Berlin - Die Welt blickt mit großer Sorge nach Indien. Dort explodieren aktuell die Neuinfektionszahlen mit dem Coronavirus mit über 350.000 gemeldeten Fällen pro Tag förmlich. Das Gesundheitssystem steht vor dem Kollaps. Erschütternde Bilder zeigen, wie teils Leichen auf den Parkplätzen überfüllter Krematorien verbrannt wurden. Mitten im Anstieg der Infektionszahlen wurde dort außerdem eine neue Virusvariante entdeckt. Ist die Doppelmutante B.1.617 am drastischen Verlauf in Indien Schuld? Virologe Christian Drosten von der Berliner Charité hält diese Erklärung für nicht so einfach - und versucht, zu beruhigen.

Die Sorge von einer erhöhten Gefahr durch die Mutation B.1.617 ist durchaus groß. Schließlich ist die Befürchtung da, sie könne ähnlich deutliche Auswirkungen wie die britische Mutation B.1.1.7 haben. Nach Angaben der WHO sei die zuerst in Indien entdeckte Mutation mittlerweile in mindestens 17 Ländern nachgewiesen worden. Die meisten Nachweise stammten demnach aus Indien, Großbritannien, den USA und Singapur. Häufig wird der drastische Anstieg der Zahlen in Indien auch mit der Ausbreitung der Mutation in Verbindung gebracht.

Indische Corona-Mutante B.1.617 schon in 17 Ländern nachgewiesen - Drosten bleibt aber gelassen

Auch vorläufige Studienergebnisse deuteten darauf hin, dass sich B.1.617 schneller ausbreite als andere in Indien zirkulierende Corona-Varianten, teilte die WHO mit. Allerdings gebe es durchaus auch weitere Treiber für die rasche Ausbreitung, Massenveranstaltungen beispielsweise. Auch Virologe Drosten gibt sich erstmal gelassen, anstatt nun große Sorge zu verbreiten.

Anhand der sehr kleinen verfügbaren Datenbasis lasse sich schließen, dass die Mutante nicht allein die heftige Infektionswelle in dem Land verursache, „sondern das ist mehr eine bunt gemischte Virus-Population“, sagte der Drosten im Podcast „Coronavirus-Update“ (NDR-Info) vom Dienstagabend (27. April). Auch die ansteckendere Variante B.1.1.7, die mittlerweile in Deutschland dominiert, sei stark vertreten.

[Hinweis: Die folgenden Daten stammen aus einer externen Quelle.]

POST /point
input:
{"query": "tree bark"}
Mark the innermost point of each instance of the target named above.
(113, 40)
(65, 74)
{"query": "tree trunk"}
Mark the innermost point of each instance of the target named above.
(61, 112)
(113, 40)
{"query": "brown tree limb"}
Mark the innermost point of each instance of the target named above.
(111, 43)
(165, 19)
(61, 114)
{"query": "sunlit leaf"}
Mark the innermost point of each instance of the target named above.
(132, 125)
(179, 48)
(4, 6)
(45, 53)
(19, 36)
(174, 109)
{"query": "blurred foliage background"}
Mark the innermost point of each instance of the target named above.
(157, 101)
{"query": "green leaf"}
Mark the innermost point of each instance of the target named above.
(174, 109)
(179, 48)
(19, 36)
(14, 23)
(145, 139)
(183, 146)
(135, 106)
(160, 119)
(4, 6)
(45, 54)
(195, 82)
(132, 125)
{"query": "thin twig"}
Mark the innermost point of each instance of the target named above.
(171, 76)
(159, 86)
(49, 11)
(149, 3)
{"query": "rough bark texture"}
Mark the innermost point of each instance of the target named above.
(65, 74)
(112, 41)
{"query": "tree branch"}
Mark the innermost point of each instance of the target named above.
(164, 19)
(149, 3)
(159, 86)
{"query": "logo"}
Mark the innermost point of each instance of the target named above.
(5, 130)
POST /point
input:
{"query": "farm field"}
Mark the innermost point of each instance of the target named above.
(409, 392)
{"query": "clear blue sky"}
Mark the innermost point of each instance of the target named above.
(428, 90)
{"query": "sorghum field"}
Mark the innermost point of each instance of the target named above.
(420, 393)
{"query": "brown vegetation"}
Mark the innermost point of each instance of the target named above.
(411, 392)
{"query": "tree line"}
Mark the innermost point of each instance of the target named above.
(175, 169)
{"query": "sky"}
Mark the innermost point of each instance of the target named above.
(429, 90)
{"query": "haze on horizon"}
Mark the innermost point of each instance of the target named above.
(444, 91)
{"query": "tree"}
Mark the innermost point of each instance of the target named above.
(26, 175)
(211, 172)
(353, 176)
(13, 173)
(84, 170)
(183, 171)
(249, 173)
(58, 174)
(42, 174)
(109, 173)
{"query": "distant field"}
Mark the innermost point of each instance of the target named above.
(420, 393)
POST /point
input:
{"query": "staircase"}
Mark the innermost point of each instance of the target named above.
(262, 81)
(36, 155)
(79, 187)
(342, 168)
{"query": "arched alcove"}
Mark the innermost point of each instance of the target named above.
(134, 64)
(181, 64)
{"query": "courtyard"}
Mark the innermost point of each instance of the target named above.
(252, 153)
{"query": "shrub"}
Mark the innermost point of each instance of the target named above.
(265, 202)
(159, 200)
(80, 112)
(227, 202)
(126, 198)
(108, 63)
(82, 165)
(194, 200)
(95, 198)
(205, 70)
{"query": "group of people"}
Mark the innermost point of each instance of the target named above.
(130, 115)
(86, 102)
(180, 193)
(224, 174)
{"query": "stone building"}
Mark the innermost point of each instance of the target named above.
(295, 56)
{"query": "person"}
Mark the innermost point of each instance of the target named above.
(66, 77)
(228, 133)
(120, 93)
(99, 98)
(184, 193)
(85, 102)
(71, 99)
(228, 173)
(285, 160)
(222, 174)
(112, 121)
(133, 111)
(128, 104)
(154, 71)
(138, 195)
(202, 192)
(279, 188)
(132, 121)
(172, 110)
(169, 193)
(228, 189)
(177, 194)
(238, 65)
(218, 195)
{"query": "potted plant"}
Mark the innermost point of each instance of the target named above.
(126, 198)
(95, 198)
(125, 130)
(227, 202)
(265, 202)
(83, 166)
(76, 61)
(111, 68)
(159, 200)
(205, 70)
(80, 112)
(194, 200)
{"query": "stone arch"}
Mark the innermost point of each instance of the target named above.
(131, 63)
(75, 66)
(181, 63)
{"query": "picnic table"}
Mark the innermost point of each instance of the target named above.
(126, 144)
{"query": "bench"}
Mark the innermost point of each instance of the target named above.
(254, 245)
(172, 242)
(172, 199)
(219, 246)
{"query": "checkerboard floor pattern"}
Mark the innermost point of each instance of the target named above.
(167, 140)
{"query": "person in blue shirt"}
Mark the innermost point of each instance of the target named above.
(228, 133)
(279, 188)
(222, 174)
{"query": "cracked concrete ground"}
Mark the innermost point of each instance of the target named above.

Virologe Christian Drosten (r.) mit RKI-Chef Lothar Wieler.
Virologe Christian Drosten (r.) mit RKI-Chef Lothar Wieler. © Fabrizio Bensch/dpa

Indische Corona-Mutante B.1.617 laut Drosten „in der Medienbewertung überschätzt“

Laut Drosten kämen in Indien derzeit gleich mehrere Effekte zusammen: Herdenimmunität sei dort einer Studie zufolge bei weitem noch nicht erreicht gewesen. Es werde nun eine Bevölkerung durchseucht, die schon ein bisschen die Anfangsimmunität aus den bisherigen Wellen zu verlieren beginne, sagte der Virologe. Gleichzeitig sei die Variante B.1.617 etwas verbreitungsfähiger und robuster gegen die Immunität. In der Fachsprache ist von Immunescape (Immunflucht) die Rede. Diese Eigenschaft sei bei B.1.617 leicht ausgeprägt. Das sei auch im Vergleich mit anderen Varianten „nichts, was einen wirklich groß beunruhigt“.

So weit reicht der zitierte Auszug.